26/02/2013

Le Corbusier’s Secret Laboratory at Moderna Museet

Le Corbusier’s Secret Laboratory at Moderna Museet

Whenever a major exhibition appears about an important artist, architect or designer, it is legitimate to ask oneself what it might tell us that we didn’t already know. Even though every retrospective is surely a perfect occasion to see in person the works we greatly admire, it is that unknown angle about someone’s oeuvre that we might unconsciously seek. Well, Moderna Museet in Stockholm has delighted us recently with just such show about Charles-Édouard Jeanneret, the great architect that is widely known under his famous pseudonym, Le Corbusier.


In more than fifty years of his professional career, Le Corbusier has changed the way both the public as well as the professionals think about architecture, promoting the ideas of modernism as the only possible solution for the future. The show at Moderna Museet shows us though, that even though Le Corbusier was passionately devoted to his rigid modernist aesthetics, he also had a more poetic formalist side. And it is precisely that oscillation between his celebration of mechanical objects and his search for poetic forms that the exhibition tries to highlight.

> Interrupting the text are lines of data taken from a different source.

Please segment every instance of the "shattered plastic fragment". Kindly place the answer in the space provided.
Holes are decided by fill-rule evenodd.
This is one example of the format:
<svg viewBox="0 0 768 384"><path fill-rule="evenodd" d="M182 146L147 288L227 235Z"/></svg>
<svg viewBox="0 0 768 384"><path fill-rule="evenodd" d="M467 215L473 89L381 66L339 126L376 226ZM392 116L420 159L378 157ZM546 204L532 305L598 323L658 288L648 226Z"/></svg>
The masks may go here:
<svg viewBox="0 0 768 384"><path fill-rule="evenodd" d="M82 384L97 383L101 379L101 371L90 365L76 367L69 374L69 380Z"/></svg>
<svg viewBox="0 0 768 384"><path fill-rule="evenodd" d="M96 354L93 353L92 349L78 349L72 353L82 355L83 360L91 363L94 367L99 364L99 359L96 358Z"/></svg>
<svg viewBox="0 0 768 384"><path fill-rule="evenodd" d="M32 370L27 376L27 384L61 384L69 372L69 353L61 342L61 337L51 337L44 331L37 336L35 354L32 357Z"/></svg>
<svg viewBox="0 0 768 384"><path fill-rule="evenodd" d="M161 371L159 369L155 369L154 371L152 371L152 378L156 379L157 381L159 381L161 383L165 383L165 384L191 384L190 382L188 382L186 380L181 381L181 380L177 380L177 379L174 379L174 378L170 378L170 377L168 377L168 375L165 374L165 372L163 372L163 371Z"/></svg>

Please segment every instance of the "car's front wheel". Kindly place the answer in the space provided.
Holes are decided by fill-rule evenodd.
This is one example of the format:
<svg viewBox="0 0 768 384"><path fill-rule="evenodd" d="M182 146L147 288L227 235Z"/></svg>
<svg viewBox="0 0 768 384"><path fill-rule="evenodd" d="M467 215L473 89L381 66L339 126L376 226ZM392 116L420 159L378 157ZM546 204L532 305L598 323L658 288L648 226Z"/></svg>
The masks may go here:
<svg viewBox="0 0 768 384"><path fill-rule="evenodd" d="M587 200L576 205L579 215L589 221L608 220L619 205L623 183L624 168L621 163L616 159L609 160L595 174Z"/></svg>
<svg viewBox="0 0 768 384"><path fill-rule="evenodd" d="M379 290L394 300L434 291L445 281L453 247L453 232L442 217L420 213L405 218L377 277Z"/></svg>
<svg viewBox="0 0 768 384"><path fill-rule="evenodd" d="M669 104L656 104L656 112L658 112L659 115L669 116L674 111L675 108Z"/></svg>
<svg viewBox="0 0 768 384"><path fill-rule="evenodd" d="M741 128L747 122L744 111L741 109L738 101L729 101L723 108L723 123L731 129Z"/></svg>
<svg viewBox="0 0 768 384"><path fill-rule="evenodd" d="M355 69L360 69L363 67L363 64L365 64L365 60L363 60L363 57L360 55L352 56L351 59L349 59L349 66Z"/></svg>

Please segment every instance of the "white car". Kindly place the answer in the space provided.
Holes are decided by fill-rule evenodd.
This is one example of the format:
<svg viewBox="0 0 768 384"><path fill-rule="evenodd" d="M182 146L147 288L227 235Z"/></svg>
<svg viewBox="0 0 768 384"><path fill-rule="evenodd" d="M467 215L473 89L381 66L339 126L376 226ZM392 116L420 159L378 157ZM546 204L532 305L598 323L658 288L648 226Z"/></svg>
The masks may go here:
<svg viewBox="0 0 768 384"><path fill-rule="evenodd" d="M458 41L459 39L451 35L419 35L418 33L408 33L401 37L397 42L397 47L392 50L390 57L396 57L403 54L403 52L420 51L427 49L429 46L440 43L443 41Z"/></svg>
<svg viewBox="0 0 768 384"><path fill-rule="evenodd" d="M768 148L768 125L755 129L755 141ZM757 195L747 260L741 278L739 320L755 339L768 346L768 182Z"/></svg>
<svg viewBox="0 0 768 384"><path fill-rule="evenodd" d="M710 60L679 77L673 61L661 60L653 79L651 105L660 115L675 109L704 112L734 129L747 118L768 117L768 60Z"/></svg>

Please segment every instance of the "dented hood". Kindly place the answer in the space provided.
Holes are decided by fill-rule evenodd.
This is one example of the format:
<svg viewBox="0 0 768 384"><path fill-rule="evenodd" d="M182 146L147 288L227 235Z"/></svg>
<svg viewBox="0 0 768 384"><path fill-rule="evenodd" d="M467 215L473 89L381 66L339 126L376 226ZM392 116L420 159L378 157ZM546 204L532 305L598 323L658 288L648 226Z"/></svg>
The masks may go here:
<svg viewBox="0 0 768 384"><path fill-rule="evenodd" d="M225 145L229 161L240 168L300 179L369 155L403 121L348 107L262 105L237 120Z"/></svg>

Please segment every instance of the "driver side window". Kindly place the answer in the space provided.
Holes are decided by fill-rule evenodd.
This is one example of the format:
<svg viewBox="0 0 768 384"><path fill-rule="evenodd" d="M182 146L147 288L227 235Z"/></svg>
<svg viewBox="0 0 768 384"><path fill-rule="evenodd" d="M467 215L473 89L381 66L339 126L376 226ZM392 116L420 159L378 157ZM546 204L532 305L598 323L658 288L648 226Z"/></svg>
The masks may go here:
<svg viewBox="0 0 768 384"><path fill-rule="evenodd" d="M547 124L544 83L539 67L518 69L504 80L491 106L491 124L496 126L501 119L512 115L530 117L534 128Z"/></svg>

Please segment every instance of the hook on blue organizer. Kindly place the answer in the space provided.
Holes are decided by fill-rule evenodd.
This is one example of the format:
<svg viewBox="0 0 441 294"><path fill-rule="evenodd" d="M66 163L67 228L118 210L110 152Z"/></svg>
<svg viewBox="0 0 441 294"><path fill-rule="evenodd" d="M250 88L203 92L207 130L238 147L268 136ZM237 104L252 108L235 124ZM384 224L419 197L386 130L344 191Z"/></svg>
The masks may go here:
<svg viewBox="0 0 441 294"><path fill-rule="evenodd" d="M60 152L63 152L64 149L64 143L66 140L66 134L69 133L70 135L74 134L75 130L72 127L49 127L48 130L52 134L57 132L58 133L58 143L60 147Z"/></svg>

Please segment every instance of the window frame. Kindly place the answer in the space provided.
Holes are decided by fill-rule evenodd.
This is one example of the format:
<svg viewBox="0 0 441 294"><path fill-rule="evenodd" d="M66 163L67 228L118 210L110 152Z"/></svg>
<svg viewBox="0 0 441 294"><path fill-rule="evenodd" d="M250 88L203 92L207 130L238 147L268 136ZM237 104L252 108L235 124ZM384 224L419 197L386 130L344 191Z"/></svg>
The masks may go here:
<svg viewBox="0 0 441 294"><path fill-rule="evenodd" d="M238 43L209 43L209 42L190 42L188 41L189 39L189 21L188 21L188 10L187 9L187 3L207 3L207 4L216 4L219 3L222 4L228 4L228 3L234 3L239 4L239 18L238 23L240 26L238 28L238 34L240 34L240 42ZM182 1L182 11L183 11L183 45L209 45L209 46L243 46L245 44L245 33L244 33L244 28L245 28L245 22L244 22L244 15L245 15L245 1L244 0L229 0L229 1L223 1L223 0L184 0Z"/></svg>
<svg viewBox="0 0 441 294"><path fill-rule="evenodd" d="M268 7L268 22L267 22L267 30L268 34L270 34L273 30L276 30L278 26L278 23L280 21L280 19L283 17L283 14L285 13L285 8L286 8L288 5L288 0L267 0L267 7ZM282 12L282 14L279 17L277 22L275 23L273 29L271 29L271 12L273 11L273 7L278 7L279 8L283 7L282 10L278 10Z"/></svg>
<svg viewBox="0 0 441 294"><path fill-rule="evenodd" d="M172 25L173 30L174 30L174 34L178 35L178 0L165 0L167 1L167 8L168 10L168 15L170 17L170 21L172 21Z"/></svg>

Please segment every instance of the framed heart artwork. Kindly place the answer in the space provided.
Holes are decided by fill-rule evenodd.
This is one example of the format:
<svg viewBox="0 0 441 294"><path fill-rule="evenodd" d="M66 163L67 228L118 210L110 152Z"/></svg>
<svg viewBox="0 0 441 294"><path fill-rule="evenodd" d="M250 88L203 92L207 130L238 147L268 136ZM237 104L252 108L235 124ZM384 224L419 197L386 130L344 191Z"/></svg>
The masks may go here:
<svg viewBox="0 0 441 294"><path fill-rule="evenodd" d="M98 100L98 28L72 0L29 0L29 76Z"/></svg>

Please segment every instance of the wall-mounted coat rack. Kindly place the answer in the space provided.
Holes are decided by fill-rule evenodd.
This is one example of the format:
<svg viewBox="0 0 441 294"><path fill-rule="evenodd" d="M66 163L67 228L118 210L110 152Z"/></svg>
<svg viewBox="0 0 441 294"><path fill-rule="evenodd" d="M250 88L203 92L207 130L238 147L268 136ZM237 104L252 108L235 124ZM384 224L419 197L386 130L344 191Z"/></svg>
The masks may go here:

Curated by one of the most prolific theoreticians of Le Corbusier’s work, Jean-Louis Cohen, this show is organized in five thematic sections dealing with the major stages of his work: his purist paintings and the villas of the 1920s; his rediscovery of vernacular values in the 1930s; his preoccupation with the synthesis of the arts after 1945; and the complex reminiscences of his late work.


Each chapter of this three-dimensional story tries to unveil the complex relationship between the two different chapters of his work, his artistic experimentation and architectural design, using different materials and forms. The 200 works selected include paintings, landscape drawings, still-lifes, portraits, sculpture, tapestries, furniture, architectural drawings, models of buildings and of entire city plans, books, and photographs. Even though we may think we already know everything about this grand master of architecture, a curious peak into his “secret laboratory” shown in Stockholm may unveil a subtle hidden side of him.


Le Corbusier’s Secret Laboratory is on show at Moderna Museet in Stockholm until the 18th of April 2013.